The absorption processes including transport routes of polyphenols in the intestine have not been fully understood. It has been known that polyphenols are poorly bioavailable and are susceptible to phase II metabolic processes, such as methylation, sulfation, and glucuronidation, in the intestines. However, the regions responsible for transporting polyphenols into the intestinal membrane had not been identified. Nguyen et al. carefully selected the most suitable combination of matrices and metal chelator to detect the target polyphenols in the intestinal section, which they named inhibitor-aided MALDI-MSI, and confirmed that epicatechin-3-O-gallate (ECG) [104] but not theaflavin-3′-O-gallate (TF3′G) [105] can be transferred across the intestinal epithelial cells [106]. From the detailed observations by MALDI-MSI, they found that non-absorbable TF3′G was incorporated into the intracellular side of the intestinal membrane but was not transported into the basolateral side. In addition, they determined the absorption mechanism or intestinal rout of TF3′G and EGC by the treatment of specific inhibitors on the transport experiment, which is dependent on monocarboxylic acid transporter and organic anion transporting polypeptides. In addition, they suggested that the non-absorbable TF3′G was effluxed back via ATP-binding cassette (ABC) transporters into the apical compartment after incorporation into intestinal membrane, whereas absorbable ECG was partially pumped out into the apical compartment. These findings could not be obtained by other visualization technics such as immunocytochemistry owing to lack of the specific and usable antibodies against each polyphenol but by MSI.

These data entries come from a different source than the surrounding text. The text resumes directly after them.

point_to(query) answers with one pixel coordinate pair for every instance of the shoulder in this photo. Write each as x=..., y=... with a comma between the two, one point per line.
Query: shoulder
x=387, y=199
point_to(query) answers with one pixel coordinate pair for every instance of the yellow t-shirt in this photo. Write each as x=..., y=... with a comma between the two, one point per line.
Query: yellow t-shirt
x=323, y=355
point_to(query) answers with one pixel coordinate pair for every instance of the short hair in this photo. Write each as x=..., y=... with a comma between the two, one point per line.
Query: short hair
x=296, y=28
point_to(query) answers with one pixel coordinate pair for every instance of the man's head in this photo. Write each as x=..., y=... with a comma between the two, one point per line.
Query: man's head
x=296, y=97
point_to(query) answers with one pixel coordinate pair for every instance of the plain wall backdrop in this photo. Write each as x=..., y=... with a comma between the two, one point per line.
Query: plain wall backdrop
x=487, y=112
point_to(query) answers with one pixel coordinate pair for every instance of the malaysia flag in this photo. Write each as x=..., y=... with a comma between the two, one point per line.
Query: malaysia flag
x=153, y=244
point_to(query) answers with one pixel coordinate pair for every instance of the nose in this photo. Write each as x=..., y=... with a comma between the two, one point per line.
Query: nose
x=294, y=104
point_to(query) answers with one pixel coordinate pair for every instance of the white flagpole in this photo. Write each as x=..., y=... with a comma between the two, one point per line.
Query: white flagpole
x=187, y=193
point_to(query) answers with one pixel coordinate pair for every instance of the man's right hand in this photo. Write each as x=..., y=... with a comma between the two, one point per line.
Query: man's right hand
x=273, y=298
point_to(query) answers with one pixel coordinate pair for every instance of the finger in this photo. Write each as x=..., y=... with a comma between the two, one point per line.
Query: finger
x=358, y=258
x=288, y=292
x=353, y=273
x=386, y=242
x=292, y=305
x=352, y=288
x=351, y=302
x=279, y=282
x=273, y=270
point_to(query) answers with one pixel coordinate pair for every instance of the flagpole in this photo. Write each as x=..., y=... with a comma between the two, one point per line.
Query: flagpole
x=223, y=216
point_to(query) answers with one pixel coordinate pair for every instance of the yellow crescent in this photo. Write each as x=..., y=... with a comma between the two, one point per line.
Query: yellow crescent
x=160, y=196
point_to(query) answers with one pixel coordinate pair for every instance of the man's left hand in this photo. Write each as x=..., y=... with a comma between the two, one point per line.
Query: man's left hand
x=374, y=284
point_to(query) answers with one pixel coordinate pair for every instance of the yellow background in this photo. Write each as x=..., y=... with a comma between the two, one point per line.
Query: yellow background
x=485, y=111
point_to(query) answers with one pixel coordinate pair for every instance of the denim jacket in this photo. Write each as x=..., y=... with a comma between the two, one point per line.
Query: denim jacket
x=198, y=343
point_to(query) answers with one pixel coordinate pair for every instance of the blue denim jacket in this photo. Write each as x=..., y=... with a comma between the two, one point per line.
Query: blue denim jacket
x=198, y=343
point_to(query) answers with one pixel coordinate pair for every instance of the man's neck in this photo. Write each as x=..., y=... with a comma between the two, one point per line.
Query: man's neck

4. Conclusions and Future Outlook

MSI is a promising technology to visualize the distribution of food components and identify various food factors based on their molecular weights for improved quality, quality assurance, food safety, nutritional analysis, and to locate administered food factors. There are increasing number of studies using MSI technologies in food science and novel technologies are being developing rapidly. For MSI analysis in food science, MALDI is the most commonly used ionization technology (Table 3). Over the past five years, new organic matrices have been developed for compounds [106] whose localization is desired for analyses (Table 2). New organic matrices continue to be developed and will help advance food science. Recently, NPs based on metals and silicon have been used as a matrix instead of conventional organic matrices. Many parameters affect the performance of NPs, and investigations aimed at establishing the appropriate conditions for the use of NPs will advance food science through the visualization of various molecules in food. In recent years, many technologies have been applied to the field of food science, such as DESI-MSI, which can analyze samples under normal temperature and pressure, and LDI-DART technology continues to attract attention as a rapid method for characterizing food components, as the platform can analyze samples in various forms and states without pretreatment [46]. Although identification of substances with the same mass (e.g., glucose and fructose) is not possible with current MSI technologies, the problem may be solved with the development of specific enzymatic pretreatment methods and specific inducible reagents. We anticipate that the knowledge obtained from MSI-based technologies in food science along with various other newly developed techniques will soon be widely applicable to other fields of science to aid the study of analytes. However, the detection of compounds that are present at low concentrations or with significantly low ionization efficiency remains a challenge that must be overcome through further study. Therefore, the development of further techniques is necessary to analyze localization of such compounds.